Profit is easier to understand. It is simply the return less costs. If a community generated $2m in additional revenue and incurred $1m in costs, the profit generated is $1m. Most of the measurements of value we uncovered highlighted either the return or the profit generated.

Return on investment is a different metric altogether.

Return on Investment

Return on investment is a method of determining the efficiency of an investment. Typically, it is a way for investors to determine whether they are receiving enough gain to continue investing.

ROI is ambivalent about total profit. ROI does not measure whether the community generated $100k or $100m in profit. ROI determines which metric generated the best possible return.

The ROI is used to determine where best to invest an organization’s limited resources to achieve their biggest impact. Organizations should (in theory) allocate their resources in the fields which generate the highest long-term ROI. ROI can be expressed in the following formula:

ROI = Net Profit / Cost of Investment

The sole purpose of calculating ROI is to determine whether to allocate greater or fewer resources to the community.

The ROI brings cold rationality to financial decisions. If every dollar invested in sales generated $1.4 (40% return) and every dollar invested in community generated ($1.2) back (20% return), it is logically best for the company to reallocate resources in favor of sales regardless of the total profits of each channel.

The ROI therefore is not a financial metric, but a percentage (or ratio).

The Limits of ROI

ROI is not an all-conquering metric for any business. It has its own limits. Most business investments face a law of diminishing returns. This means that each investment has an optimum level. Further investment beyond that optimum level generates less value for every dollar invested.

Imagine you have a sales team which generated a 200% return ($2 for every $1 invested) in the first year. Over time, they will exhaust the best leads, find rising levels of competition, and reach the maximum number of people who could theoretically be interested in the product. Beyond this point, each additional dollar invested will generate less returns. This is why financial absolutism (allocating all resources to those that deliver the best return) is thankfully rare.

However, when budget cuts are applied, it is usually the areas with the lowest or least understood level of return that bear the brunt of the burden.

What is a Good ROI?

A good ROI must surpass the cost of investment and the hurdle rate. The hurdle rate is the minimum return the organization expects from investing in a project. The hurdle rate will at minimum be the benefit of keeping the money safely in the bank (e.g. buying government-backed bonds) and, at maximum, be investing the money elsewhere.

Many organizations use a 12% hurdle rate which is based upon annualized historical growth of the S&P 500 index (e.g. below a 12% annual return, your organization can invest the same amount in the stock market and is likely to yield better outcomes without the risk).
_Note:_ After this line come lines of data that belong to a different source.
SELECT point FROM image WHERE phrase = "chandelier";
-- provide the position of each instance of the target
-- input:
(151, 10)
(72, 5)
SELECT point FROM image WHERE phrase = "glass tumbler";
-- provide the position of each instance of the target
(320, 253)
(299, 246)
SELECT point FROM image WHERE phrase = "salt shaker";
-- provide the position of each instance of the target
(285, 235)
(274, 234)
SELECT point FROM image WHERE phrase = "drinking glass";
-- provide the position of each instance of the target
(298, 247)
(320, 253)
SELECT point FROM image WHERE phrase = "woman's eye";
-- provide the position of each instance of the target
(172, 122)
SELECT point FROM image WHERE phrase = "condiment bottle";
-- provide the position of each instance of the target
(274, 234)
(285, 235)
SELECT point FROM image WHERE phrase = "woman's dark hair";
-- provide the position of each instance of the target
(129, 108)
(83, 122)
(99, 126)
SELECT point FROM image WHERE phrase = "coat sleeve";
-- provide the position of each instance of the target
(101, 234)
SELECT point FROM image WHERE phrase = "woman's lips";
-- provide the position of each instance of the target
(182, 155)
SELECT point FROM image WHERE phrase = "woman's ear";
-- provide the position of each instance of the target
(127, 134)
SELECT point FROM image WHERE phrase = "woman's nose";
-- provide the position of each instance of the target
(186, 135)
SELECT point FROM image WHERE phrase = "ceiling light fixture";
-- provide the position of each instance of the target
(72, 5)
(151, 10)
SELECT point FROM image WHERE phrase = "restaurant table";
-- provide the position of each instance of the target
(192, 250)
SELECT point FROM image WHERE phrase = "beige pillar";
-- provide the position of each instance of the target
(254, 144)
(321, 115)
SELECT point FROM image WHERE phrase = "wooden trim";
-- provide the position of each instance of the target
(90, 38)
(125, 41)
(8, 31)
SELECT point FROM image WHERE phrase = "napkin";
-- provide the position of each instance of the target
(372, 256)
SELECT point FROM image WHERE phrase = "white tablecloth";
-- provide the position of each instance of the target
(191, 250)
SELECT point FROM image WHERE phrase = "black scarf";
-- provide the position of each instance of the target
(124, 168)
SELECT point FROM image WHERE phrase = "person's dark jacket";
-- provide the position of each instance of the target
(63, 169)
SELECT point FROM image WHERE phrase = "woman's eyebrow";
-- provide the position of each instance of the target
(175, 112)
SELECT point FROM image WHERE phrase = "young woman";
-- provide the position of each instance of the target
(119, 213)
It’s important to understand this opportunity cost to any investment decision. Very often the competition is not the S&P500 index but other departments. For example, $200k invested in the community this year cannot be invested in sales or marketing. A typically acceptable IRR (internal rate of return) might vary between 12% and 30%.

This is sometimes made more complicated by including what’s known as Net Present Value (NPV). This is a formula by which money predicted in the future is discounted for inflation to its current value today. The discount rate is usually the annual interest rate set by the major national banks. This is the ‘cost of lending’.

For example, if the interest rate is 2%, $102 next year will be worth $100 today. Or, imagine your community generates $2m per year in value and the interest rate is 2%. If everything remained the same, the net present value of those returns over five years would be the sum of the below.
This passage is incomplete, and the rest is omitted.